[PATCH] tcp_splice: splice() all we have to the writing side, not what we just read
In tcp_splice_sock_handler(), we try to calculate how much we can move
from the pipe to the writing socket: if we just read some bytes, we'll
use that amount, but if we haven't, we just try to empty the pipe.
However, if we just read something, that doesn't mean that that's all
the data we have on the pipe, as it's obvious from this sequence, where:
pasta: epoll event on connected spliced TCP socket 54 (events: 0x00000001)
Flow 0 (TCP connection (spliced)): 98304 from read-side call
Flow 0 (TCP connection (spliced)): 33615 from write-side call (passed 98304)
Flow 0 (TCP connection (spliced)): -1 from read-side call
Flow 0 (TCP connection (spliced)): -1 from write-side call (passed 524288)

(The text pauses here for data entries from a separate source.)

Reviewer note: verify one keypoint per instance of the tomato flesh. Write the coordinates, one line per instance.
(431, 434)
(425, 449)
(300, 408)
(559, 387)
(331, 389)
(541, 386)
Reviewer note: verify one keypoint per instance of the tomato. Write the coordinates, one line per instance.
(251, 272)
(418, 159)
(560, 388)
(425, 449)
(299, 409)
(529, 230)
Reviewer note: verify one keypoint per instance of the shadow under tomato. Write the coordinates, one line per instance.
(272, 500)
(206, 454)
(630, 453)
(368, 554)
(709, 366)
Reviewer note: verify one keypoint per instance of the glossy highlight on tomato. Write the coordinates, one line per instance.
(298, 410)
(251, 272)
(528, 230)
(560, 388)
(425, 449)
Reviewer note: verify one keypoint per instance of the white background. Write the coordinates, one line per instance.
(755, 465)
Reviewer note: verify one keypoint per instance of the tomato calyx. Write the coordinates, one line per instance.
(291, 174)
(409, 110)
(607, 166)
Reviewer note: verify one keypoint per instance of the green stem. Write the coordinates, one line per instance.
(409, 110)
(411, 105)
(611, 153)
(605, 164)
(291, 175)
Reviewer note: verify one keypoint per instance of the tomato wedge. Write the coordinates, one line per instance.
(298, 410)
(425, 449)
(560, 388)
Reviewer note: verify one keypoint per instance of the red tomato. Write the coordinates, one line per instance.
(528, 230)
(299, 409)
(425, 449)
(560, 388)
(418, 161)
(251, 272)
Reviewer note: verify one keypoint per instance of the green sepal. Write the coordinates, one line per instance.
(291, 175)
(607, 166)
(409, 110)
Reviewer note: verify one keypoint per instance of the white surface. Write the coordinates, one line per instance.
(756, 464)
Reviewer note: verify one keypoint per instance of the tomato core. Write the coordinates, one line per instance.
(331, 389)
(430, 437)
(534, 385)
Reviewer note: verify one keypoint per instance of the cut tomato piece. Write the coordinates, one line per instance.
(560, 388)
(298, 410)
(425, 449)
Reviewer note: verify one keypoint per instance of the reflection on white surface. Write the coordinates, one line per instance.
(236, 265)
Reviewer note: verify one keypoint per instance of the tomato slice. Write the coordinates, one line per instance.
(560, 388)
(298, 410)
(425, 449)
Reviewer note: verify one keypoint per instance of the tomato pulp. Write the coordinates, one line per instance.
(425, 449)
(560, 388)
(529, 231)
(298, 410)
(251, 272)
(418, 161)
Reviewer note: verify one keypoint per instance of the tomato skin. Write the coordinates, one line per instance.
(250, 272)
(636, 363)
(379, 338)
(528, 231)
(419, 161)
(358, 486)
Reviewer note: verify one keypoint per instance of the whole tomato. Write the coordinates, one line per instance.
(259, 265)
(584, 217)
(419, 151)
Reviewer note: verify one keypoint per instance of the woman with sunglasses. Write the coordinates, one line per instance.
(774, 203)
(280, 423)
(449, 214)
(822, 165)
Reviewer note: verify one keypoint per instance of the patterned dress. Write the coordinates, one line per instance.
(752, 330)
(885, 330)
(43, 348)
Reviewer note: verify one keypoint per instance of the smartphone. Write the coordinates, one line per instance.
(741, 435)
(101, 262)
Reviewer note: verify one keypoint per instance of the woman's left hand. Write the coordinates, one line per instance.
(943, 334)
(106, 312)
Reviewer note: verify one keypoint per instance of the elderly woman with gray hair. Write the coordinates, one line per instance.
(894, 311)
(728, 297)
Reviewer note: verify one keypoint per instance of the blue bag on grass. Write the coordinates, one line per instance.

Flow 0 (TCP connection (spliced)): event at tcp_splice_sock_handler:580
Flow 0 (TCP connection (spliced)): OUT_WAIT_0
we first pile up 98304 - 33615 = 64689 pending bytes, that we read but
couldn't write, as the receiver buffer is full, and we set the
corresponding OUT_WAIT flag. Then:
pasta: epoll event on connected spliced TCP socket 54 (events: 0x00000001)
Flow 0 (TCP connection (spliced)): 32768 from read-side call
Flow 0 (TCP connection (spliced)): -1 from write-side call (passed 32768)
Flow 0 (TCP connection (spliced)): event at tcp_splice_sock_handler:580
we splice() 32768 more bytes from our receiving side to the pipe. At
some point:
pasta: epoll event on connected spliced TCP socket 49 (events: 0x00000004)
Flow 0 (TCP connection (spliced)): event at tcp_splice_sock_handler:489
Flow 0 (TCP connection (spliced)): ~OUT_WAIT_0
Flow 0 (TCP connection (spliced)): 1320 from read-side call
Flow 0 (TCP connection (spliced)): 1320 from write-side call (passed 1320)
the receiver is signalling to us that it's ready for more data
(EPOLLOUT). We reset the OUT_WAIT flag, read 1320 more bytes from
our receiving socket into the pipe, and that's what we write to the
receiver, forgetting about the pending 97457 bytes we had, which the
receiver might never get (not the same 97547 bytes: we'll actually
send 1320 of those).
This condition is rather hard to reproduce, and it was observed with
Podman pulling container images via HTTPS. In the traces above, the
client is side 0 (the initiating peer), and the server is sending the
whole data.
Instead of splicing from pipe to socket the amount of data we just
read, we need to splice all the pending data we piled up until that
point. We could do that using 'read' and 'written' counters, but
there's actually no need, as the kernel also keeps track of how much
data is available on the pipe.
So, to make this simple and more robust, just give the whole pipe size
as length to splice(). The kernel knows what to do with it.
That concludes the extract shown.